Put briefly, the researchers claimed to have found (rather unsurprisingly) that how psychologists identified themselves professionally dictated how strongly they were affected personally by the scandal. Money quote:
Whether social psychologists view an article about a plagiarist clinical psychologist as relevant or irrelevant to the self may thus be determined by whether their social identity is narrowly defined (‘social psychologists’), so as to exclude the plagiarist, or broadly define (‘psychologists’) to include the plagiarist.
Stapel’s group also showed that psychologists from the accused’s own university felt the shame of his alleged misdeeds more than those from other institutions.
Now, we have no information about the validity of the paper. To our knowledge, no list of Stapel’s tainted publications has been released. But imagine what, well, a psychologist might make of his choice of subject matter?
Stapel’s co-author on the 1999 paper, Russell Spears, has been editor of the journal since 2009.
The case reminds of Jatinder Ahluwalia, a scandal-plagued researcher in the UK who decided to study plagiarism. It’s also has a whiff of John Orr, the California arson investigator who went to prison for being a firebug. Orr, as it happened, had written pulpy fiction about a fire investigator who set fires. Go figure.
That’s just Too juicy for words. The line between criminal and policeman can be crossed very easily.
What’s more, Stapel’s 1999 paper has such obvious conclusions that it could easily have been made of whole cloth rather than actually researched; no-one would pay any attention because the conclusions are so banal.
Also widely known as false flag operations, a sort of it.

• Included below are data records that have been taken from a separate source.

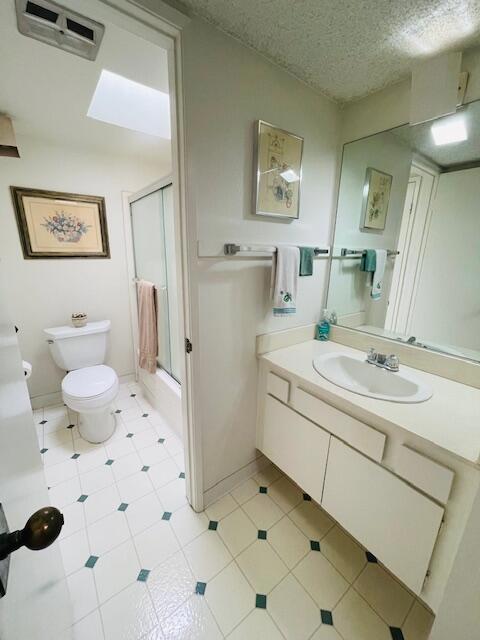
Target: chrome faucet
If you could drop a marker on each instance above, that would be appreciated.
(390, 363)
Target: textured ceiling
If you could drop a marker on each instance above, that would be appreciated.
(346, 48)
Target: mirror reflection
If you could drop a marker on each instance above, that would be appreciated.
(406, 256)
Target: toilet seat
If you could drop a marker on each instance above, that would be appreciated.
(89, 388)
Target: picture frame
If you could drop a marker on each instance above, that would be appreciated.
(54, 224)
(277, 171)
(376, 197)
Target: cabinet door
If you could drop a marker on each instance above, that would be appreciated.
(389, 518)
(296, 445)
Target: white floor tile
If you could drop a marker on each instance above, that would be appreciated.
(263, 511)
(293, 610)
(285, 493)
(193, 620)
(156, 544)
(418, 623)
(163, 472)
(384, 594)
(75, 551)
(144, 512)
(229, 597)
(344, 553)
(130, 614)
(245, 491)
(107, 533)
(258, 625)
(101, 503)
(173, 494)
(221, 508)
(322, 581)
(237, 531)
(207, 555)
(83, 595)
(354, 619)
(116, 570)
(312, 520)
(288, 541)
(134, 487)
(170, 585)
(89, 628)
(188, 524)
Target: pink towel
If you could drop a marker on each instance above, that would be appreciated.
(147, 326)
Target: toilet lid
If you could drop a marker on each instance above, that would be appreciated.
(89, 381)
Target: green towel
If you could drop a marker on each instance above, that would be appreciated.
(368, 261)
(306, 261)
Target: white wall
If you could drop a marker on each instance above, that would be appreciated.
(44, 293)
(349, 291)
(447, 304)
(227, 87)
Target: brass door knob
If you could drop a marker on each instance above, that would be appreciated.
(41, 529)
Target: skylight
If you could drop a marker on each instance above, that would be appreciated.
(131, 105)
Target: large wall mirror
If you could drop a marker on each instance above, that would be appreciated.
(406, 256)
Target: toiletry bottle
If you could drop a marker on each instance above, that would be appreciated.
(323, 328)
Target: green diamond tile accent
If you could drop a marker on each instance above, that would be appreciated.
(200, 588)
(261, 601)
(326, 616)
(143, 575)
(90, 563)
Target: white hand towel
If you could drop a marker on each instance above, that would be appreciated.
(377, 280)
(285, 269)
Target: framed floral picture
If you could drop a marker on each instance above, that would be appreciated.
(376, 196)
(278, 171)
(53, 224)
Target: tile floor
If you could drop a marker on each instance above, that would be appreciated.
(263, 563)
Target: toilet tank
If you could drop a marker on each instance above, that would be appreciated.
(74, 348)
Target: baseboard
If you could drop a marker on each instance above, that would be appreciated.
(233, 480)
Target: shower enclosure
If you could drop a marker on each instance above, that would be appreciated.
(153, 235)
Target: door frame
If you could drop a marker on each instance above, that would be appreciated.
(162, 24)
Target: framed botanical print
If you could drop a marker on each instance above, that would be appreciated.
(376, 196)
(278, 171)
(53, 224)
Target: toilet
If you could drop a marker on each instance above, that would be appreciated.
(90, 387)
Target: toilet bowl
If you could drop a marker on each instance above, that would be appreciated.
(90, 391)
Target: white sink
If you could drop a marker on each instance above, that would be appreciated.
(357, 375)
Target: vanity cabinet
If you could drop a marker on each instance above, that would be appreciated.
(388, 517)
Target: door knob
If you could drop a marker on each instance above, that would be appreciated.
(41, 529)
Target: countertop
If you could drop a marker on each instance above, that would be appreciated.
(449, 419)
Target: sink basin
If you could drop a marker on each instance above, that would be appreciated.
(369, 380)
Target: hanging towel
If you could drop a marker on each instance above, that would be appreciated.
(285, 268)
(377, 279)
(147, 326)
(306, 261)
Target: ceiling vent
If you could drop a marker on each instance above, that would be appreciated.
(53, 24)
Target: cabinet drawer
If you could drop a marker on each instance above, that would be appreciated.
(296, 445)
(427, 475)
(389, 518)
(278, 387)
(353, 431)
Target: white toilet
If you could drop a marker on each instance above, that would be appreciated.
(90, 387)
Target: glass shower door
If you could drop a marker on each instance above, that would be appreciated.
(150, 254)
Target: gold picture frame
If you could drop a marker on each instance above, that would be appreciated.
(278, 171)
(53, 224)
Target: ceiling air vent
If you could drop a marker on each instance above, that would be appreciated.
(53, 24)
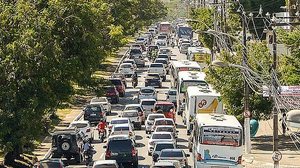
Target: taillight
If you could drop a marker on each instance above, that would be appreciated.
(108, 154)
(133, 152)
(199, 157)
(239, 160)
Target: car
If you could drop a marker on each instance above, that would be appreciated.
(160, 146)
(148, 105)
(85, 127)
(162, 121)
(167, 128)
(134, 116)
(123, 129)
(119, 85)
(47, 163)
(159, 137)
(137, 107)
(158, 68)
(105, 164)
(153, 79)
(127, 69)
(172, 96)
(150, 120)
(116, 121)
(123, 151)
(68, 143)
(174, 154)
(167, 164)
(103, 101)
(112, 94)
(147, 93)
(94, 113)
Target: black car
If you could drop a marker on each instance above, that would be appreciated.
(94, 113)
(123, 151)
(153, 79)
(68, 143)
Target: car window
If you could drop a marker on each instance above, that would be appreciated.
(171, 154)
(147, 91)
(130, 114)
(148, 103)
(156, 65)
(120, 145)
(79, 125)
(161, 136)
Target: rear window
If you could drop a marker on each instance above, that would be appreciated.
(147, 91)
(171, 154)
(116, 82)
(148, 103)
(161, 136)
(157, 65)
(120, 145)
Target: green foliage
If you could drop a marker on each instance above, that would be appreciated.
(289, 65)
(230, 82)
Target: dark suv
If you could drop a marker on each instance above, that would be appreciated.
(68, 143)
(94, 113)
(123, 151)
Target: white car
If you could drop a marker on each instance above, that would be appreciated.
(127, 69)
(116, 121)
(148, 105)
(104, 102)
(148, 92)
(150, 120)
(159, 137)
(105, 164)
(85, 127)
(123, 129)
(158, 68)
(137, 107)
(134, 117)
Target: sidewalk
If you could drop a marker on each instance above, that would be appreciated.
(262, 149)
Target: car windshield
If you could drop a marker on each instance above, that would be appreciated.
(157, 65)
(116, 82)
(171, 154)
(130, 114)
(79, 125)
(120, 145)
(148, 103)
(119, 121)
(160, 147)
(147, 91)
(121, 129)
(161, 136)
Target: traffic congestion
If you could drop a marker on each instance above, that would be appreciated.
(158, 111)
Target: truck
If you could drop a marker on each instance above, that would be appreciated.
(199, 100)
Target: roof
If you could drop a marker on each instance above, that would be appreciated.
(200, 91)
(219, 120)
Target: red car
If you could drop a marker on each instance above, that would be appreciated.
(167, 108)
(119, 85)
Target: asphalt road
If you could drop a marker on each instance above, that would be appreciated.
(145, 161)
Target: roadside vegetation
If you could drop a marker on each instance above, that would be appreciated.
(46, 48)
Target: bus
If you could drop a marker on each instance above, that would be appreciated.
(217, 141)
(182, 65)
(199, 99)
(186, 79)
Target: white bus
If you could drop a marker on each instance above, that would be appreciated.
(186, 79)
(200, 100)
(183, 65)
(217, 141)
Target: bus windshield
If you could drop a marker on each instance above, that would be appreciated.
(185, 84)
(221, 136)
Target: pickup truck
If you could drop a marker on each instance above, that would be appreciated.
(158, 68)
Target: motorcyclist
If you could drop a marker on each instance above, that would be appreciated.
(101, 127)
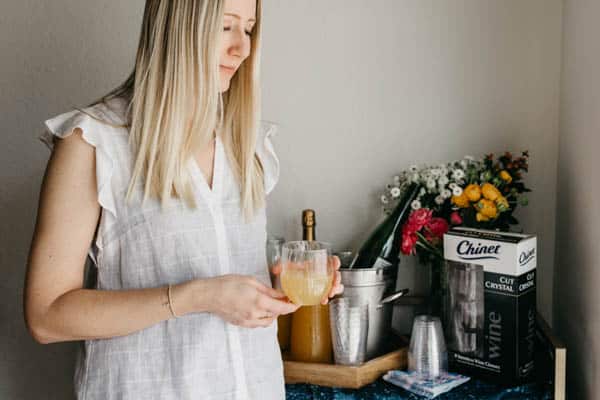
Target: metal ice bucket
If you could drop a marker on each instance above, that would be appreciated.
(371, 285)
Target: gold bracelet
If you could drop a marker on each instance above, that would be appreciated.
(170, 302)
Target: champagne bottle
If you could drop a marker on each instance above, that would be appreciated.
(382, 248)
(308, 225)
(310, 339)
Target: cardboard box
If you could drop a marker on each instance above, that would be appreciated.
(490, 308)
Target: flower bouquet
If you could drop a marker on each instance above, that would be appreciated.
(473, 193)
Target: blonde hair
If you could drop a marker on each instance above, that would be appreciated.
(174, 104)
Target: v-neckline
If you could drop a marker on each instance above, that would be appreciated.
(208, 192)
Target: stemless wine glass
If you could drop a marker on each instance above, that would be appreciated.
(274, 244)
(307, 273)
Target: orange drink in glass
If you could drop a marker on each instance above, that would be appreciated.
(307, 271)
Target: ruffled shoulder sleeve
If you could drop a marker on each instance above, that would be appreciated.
(266, 154)
(94, 133)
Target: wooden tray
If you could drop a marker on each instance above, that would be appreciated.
(345, 376)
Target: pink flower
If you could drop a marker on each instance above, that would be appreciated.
(419, 218)
(455, 218)
(409, 240)
(437, 227)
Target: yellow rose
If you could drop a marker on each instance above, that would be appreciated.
(502, 204)
(473, 192)
(505, 176)
(487, 208)
(490, 191)
(481, 218)
(461, 201)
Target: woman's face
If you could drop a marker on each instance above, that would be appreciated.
(238, 23)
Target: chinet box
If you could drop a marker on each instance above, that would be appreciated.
(490, 310)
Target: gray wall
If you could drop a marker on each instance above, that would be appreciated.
(361, 90)
(577, 298)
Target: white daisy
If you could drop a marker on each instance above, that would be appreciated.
(458, 174)
(456, 190)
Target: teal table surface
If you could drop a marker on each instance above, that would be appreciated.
(381, 390)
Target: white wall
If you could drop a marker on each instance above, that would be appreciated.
(576, 295)
(361, 89)
(364, 89)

Also, close to Munchausen syndrome by proxy.
And what about Stephen Griffiths, the ‘Crossbow Cannibal’, who killed 3 women whilst researching murders in Bradford in the 19th Century as part of his PhD thesis?
The Retraction Watch can as well have a name Cases of Insanity Among Uneducated. Plagiarism and fabrication are public admission of one’s own inability. Most do not admit it publicly, but some do, due to the stress and frustration over their failure to produce anything of value. As children, they were told (as recommended, several times a day) how great they are. The result is several generations of frustrated.
“hows”
Fixed that typo, thanks.
The unnamed psychologist was a guy called Rene Diekstra, by the way. http://en.wikipedia.org/wiki/Ren%C3%A9_Diekstra
Don’t believe this hype and Leave Diederik alone!
In case anyone wonders: no, this is most likely not the real Roos Vonk. The hint is in the URL of the name: the shock-blog “geenstijl”.